PrometheusTsdbCompactionsFailed #

Prometheus encountered {{ $value }} TSDB compactions failures

Alert Rule

alert: PrometheusTsdbCompactionsFailed
annotations:
  description: |-
    Prometheus encountered {{ $value }} TSDB compactions failures
      VALUE = {{ $value }}
      LABELS = {{ $labels }}    
  runbook: https://srerun.github.io/prometheus-alerts/runbooks/prometheus-self-monitoring-internal/prometheustsdbcompactionsfailed/
  summary: Prometheus TSDB compactions failed (instance {{ $labels.instance }})
expr: increase(prometheus_tsdb_compactions_failed_total[1m]) &gt; 0
for: 0m
labels:
  severity: critical

Here is a runbook for the PrometheusTsdbCompactionsFailed alert rule:

Meaning #

The PrometheusTsdbCompactionsFailed alert rule is triggered when Prometheus encounters failures while compacting its time series database (TSDB). TSDB compactions are a critical maintenance task that ensures efficient storage and query performance.

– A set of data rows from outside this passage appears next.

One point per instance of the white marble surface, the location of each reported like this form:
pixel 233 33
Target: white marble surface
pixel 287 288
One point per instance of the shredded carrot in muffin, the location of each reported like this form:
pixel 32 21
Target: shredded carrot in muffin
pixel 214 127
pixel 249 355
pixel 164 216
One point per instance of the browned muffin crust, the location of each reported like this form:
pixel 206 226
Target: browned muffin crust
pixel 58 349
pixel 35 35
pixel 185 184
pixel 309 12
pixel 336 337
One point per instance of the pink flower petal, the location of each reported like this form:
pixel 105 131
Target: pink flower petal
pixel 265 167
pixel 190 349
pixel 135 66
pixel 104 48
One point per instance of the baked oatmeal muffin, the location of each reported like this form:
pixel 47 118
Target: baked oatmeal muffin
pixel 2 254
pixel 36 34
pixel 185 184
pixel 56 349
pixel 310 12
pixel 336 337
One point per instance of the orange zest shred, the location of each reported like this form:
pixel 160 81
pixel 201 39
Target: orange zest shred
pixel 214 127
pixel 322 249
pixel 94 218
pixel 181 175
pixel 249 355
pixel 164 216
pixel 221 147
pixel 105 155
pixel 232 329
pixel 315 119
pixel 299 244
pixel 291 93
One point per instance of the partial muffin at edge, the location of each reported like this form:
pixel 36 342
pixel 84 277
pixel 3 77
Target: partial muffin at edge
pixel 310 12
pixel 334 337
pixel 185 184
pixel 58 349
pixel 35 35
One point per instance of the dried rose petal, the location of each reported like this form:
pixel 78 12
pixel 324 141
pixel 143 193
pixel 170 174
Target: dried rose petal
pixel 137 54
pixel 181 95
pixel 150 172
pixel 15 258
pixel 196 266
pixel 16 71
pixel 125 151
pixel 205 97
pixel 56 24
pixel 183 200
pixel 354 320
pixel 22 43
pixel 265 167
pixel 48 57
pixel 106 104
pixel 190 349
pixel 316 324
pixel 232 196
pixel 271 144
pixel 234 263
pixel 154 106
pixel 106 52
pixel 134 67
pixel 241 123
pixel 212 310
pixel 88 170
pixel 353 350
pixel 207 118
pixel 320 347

Failure to compact the TSDB can lead to performance degradation, increased storage usage, and even crashes.

Impact #

The impact of this alert is critical, as it can cause:

Performance degradation: Uncompacted TSDB can lead to slower query responses and increased latency.
Storage usage increase: Uncompacted data can occupy more disk space, leading to storage capacity issues.
Instability: In extreme cases, TSDB compaction failures can cause Prometheus to crash or become unresponsive.

Diagnosis #

To diagnose the root cause of the TSDB compaction failures, follow these steps:

Check the Prometheus logs for error messages related to TSDB compactions.
Verify that the disk space is sufficient, and the file system is not full.
Check for any recent changes or updates to the Prometheus configuration or environment.
Review the TSDB compaction metrics, such as prometheus_tsdb_compactions_failed_total, to identify any patterns or trends.

Mitigation #

To mitigate the TSDB compaction failures, follow these steps:

Check the Prometheus configuration to ensure that the TSDB compaction settings are correct and sufficient for the current data volume.
Verify that the Prometheus instance has sufficient resources (CPU, memory, and disk space) to perform compactions efficiently.
Consider increasing the storage.local.target-avail-bytes configuration option to allow for more aggressive compaction.
If the issue persists, consider restarting the Prometheus instance to recover from any potential internal state issues.
If none of the above steps resolve the issue, consider seeking assistance from the Prometheus community or a qualified administrator.

Remember to update the Prometheus configuration and environment according to the findings and resolutions to prevent future TSDB compaction failures.